[opendtv] Re: News: DTV Boxes Could Cost $1 Billion

  • From: Bob Miller <bob@xxxxxxxxxx>
  • To: opendtv@xxxxxxxxxxxxx
  • Date: Tue, 27 Jul 2004 18:28:34 -0400

Manfredi, Albert E wrote:

>John Golitsis wrote:
>
>  
>
>>Are you going to resurrect this point and your position when
>>the performance
>>of 7th generation chipsets trounce this 5th generation?
>>    
>>
>
>Yes, that is the question to ask.
>
>The simple fact is, no apologies need to be made for choosing
>this 8-VSB scheme *for OTA DTV*. This isn't cellular or
>microcellular technology here, where range is always short,
>and power always ample for the range to be covered.
>
>The FCC knew this back in 2001, when they had to make a
>decision. And they saw how much improvement there had
>been from 1st to 2nd gen receivers. So they made a decision
>to stay the course, which turned out to be the right one.
>
>We could go on wasting money with comparison tests, but
>surely it must have occurred to some folk that John's
>question above might come to haunt them?
>
>Bert
>
The fact that in the middle of 2004 we finally have an adequate 8-VSB 
receiver that will be available by 1/1/2005 doesn't make the decision to 
stay the course in 1/1/2001 the correct one. We still will be saddled 
with a modulation that is far behind COFDM and that hasn't and never 
will have the advantage of the world scale that COFDM will have.

The decision taken then was the wrong one and it will forever have been 
the wrong one. We have wasted five years, it is as simple as that.

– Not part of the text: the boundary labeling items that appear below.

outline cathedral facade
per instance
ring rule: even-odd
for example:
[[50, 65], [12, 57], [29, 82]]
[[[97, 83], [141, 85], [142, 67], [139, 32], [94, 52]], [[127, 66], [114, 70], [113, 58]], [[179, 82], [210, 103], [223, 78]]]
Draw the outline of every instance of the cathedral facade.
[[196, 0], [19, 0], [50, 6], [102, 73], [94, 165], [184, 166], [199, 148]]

And I suggest that the cost to the US in many other ways will be high. 
In retrospect this will be seen as a turning point in how others see us 
technologically. The danger that Congress saw from the HDTV technology 
that the Japanese demonstrated to them so many years ago that started 
our HDTV adventure has now been realized in the US being stuck in a 
technology backwater.

The results from the test we did in New York, with the receiver I am now 
using to watch HD, were amazing ONLY in relation to how bad all previous 
8-VSB receivers were. It came as a surprise only because we were waiting 
for something less, sometime in an indefinite future, from Linx. It is 
amazing because it works and will ensure the success of the DTV 
transition in the US. It is wonderful in that if COFDM didn't exist this 
5th generation receiver first tested by Sinclair would represent a 
seminal event in the history of OTA Television. A birth after sixty 
years of labor.

We can now expect higher sales of this receiver (percentage wise) in the 
US than sales of COFDM receivers in the UK or Berlin. That means 3 
million sold in the fourth quarter of 2005 and more than 12 million in 
the year 2006. Offers of free receivers will appear in the coming year. 
The cost of an 8-VSB receiver from USDTV with subscription is already 
down to $19.95.

If you remember we proposed to Congress that if COFDM were allowed in 
the US in 2000 we would offer free COFDM receivers then. It will happen 
with 8-VSB now. Unfortunately five years later. And you call that the 
right decision?

8-SVB in no way is worthy of sharing the same planet with COFDM.